10's is better than 7's

Times Column 19/03/05

The main event this weekend in Hong Kong is the IRB World Cup Sevens.  Less well-known is the fact that over the last few years Hong Kong’s international week of rugby has been developing a fringe, like the Edinburgh arts festival.  While the main tournament can be spectacular, it can also drag as surely as choreographed fireworks and pipers in the castle.  For the full, glorious range of rugby achievement, look to the wonders of the fringe.

Wednesday and Thursday at the Hong Kong Indoor Sports Hall saw a three-match series of International Wheelchair rugby, in which the New Zealand Wheel Blacks took on England.  Over the same period at the Hong Kong Football Club, 24 teams from fourteen countries competed in a 10’s tournament featuring former stars such as Neil Jenkins and Toutai Kefu.  Across the harbour, Kowloon RFC’s Securicor Kowloon Rugby Fest celebrated its fourth year as a 10’s tournament for touring sides eager to maintain the traditional imbalance between socialising and playing.  True to the ancient spirit of the game, anyone can simply turn up with their boots and join the pick-up team. 

For those unfamiliar with the abridged version of rugby called 10’s, there are ten players on each side, five backs and five forwards, who play for ten minutes each way.  More accommodating than 7’s, the short and fat can play a full part, as can any other adjective keen to pull on a jersey, be it lanky, heavy, light-weight, thin, dim or downright cowardly.  10’s retains the inclusive virtues of fifteen-a-side rugby, and also the tactical variety.  To get technical for a moment, it’s possible and sometimes desirable to stick it up your jumper in 10’s, while the open spaces are always there for the jinkers and outright speedsters. 

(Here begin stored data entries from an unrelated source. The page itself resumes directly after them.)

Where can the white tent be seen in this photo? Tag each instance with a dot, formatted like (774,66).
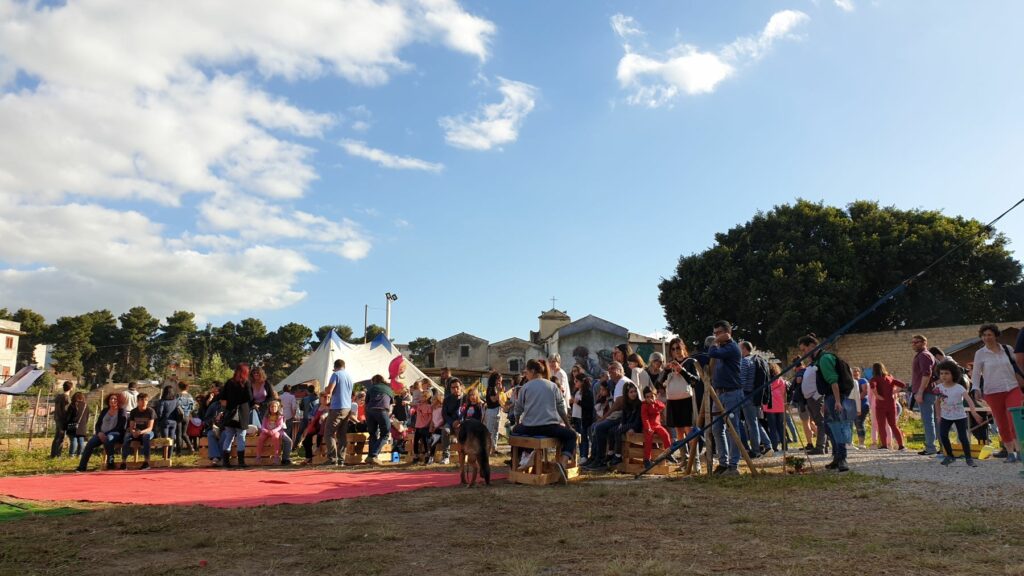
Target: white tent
(22,380)
(361,362)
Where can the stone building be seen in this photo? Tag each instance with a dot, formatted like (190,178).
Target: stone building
(893,347)
(462,351)
(510,356)
(10,332)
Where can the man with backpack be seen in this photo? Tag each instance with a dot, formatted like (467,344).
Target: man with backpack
(835,383)
(753,375)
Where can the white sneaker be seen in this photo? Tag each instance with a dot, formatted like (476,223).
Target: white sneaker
(526,458)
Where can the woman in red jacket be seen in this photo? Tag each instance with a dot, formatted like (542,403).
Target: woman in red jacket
(884,386)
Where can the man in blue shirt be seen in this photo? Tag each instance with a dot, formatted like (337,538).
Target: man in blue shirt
(339,387)
(725,379)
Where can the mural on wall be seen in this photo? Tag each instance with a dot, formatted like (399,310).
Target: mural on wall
(593,364)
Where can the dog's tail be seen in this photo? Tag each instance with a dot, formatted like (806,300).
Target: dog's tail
(484,457)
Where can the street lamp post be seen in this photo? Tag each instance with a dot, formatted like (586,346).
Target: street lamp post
(389,297)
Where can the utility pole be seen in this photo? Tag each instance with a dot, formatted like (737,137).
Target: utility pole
(389,297)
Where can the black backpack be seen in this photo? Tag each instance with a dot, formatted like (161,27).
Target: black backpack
(762,375)
(846,382)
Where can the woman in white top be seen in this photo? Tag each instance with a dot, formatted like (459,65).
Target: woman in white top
(680,410)
(1000,389)
(638,372)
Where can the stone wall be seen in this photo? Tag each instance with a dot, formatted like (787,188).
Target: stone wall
(893,347)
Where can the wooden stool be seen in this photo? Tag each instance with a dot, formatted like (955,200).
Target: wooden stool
(633,455)
(542,469)
(162,444)
(357,448)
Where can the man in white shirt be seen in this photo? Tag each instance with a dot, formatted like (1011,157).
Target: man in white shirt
(289,409)
(559,377)
(602,428)
(815,407)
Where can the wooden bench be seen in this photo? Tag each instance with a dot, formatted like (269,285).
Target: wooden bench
(542,469)
(633,455)
(251,453)
(357,449)
(158,447)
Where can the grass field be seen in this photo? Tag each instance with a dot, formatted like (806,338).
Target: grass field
(800,525)
(605,526)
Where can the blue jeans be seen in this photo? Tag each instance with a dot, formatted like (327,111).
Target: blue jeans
(601,432)
(379,426)
(227,435)
(776,428)
(169,428)
(77,444)
(584,438)
(94,443)
(491,418)
(728,452)
(143,439)
(928,420)
(213,449)
(840,424)
(756,436)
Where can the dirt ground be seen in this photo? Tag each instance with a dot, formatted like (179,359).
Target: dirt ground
(811,524)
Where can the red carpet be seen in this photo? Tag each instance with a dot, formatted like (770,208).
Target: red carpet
(218,488)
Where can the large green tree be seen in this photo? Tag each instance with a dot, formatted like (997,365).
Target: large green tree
(171,345)
(811,268)
(287,346)
(108,359)
(137,329)
(71,336)
(344,332)
(419,351)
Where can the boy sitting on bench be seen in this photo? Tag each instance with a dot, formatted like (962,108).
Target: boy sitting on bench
(542,407)
(140,422)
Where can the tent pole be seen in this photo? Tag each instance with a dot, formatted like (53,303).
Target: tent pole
(32,425)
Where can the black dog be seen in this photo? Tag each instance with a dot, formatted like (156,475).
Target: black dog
(474,446)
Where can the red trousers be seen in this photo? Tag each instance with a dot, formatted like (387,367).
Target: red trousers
(648,440)
(1000,403)
(885,412)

The first ever 10’s tournament was held in 1967 in Kuala Lumpur, where the Combined Old Boys Rugby Association (COBRA) were looking for a way to encourage young Malaysians to continue playing rugby after leaving school.  Since then, 10’s has spread throughout Asia, piecing together a thriving circuit that now includes tournaments in Manila, Bangkok, Guam, Bali, and Jakarta.  A new tournament, hoping to share in the Asian-led fun, took place for the first time this year at Bondi in Australia.  If these destinations sound like a paradise dot-to-dot, then that’s an added extra once the sun goes down on the fierce contests that 10’s seems to generate.

There’s no similar popular circuit for 7’s rugby, not even a social fringe event in Hong Kong.  The IRB might like to ponder this, especially since they’ve chosen 7’s as rugby’s vehicle into the Olympics.  Hoping to impress the IOC with the global nature of the game, the IRB like to point out that in 7’s Kenya have twice beaten Australia.  This is great.  Any country beating Australia at any sport should be encouraged.  However, despite their 7’s heroics Kenya are no closer to mounting a challenge at the real-life, fifteen-man RWC France 2007. 

In fact, 7’s is a severely limited means of developing rugby, because however good it may sometimes be to watch, it’s almost impossible for an ordinary mortal to play.  The youth and pace required are insurmountable obstacles to all but the young and quick, and rugby was never intended to be so restrictive.  If Kenya could develop expertise in 10’s, they’d have a much firmer foundation from which to step up to the full game, which could then genuinely aspire to a global reach.

In a straight contest between the two shortened versions of rugby, 10’s is the clear winner.  Infinitely more fun to play, 10’s is also better to watch because it has the variety that 7’s lacks.  In Europe, 10’s rugby lags behind its increasing popularity in Asia.  Not to worry, though.  When the inaugural Hong Kong Sevens asked the RFU for help, back in 1975, the Asian upstarts were refused, just as twelve years later the RFU questioned the merits of a Rugby World Cup.  10’s is moving fast on a wave of popular enjoyment.  The absence of official support is simply rugby’s traditional way of confirming that it’s surely the next big thing.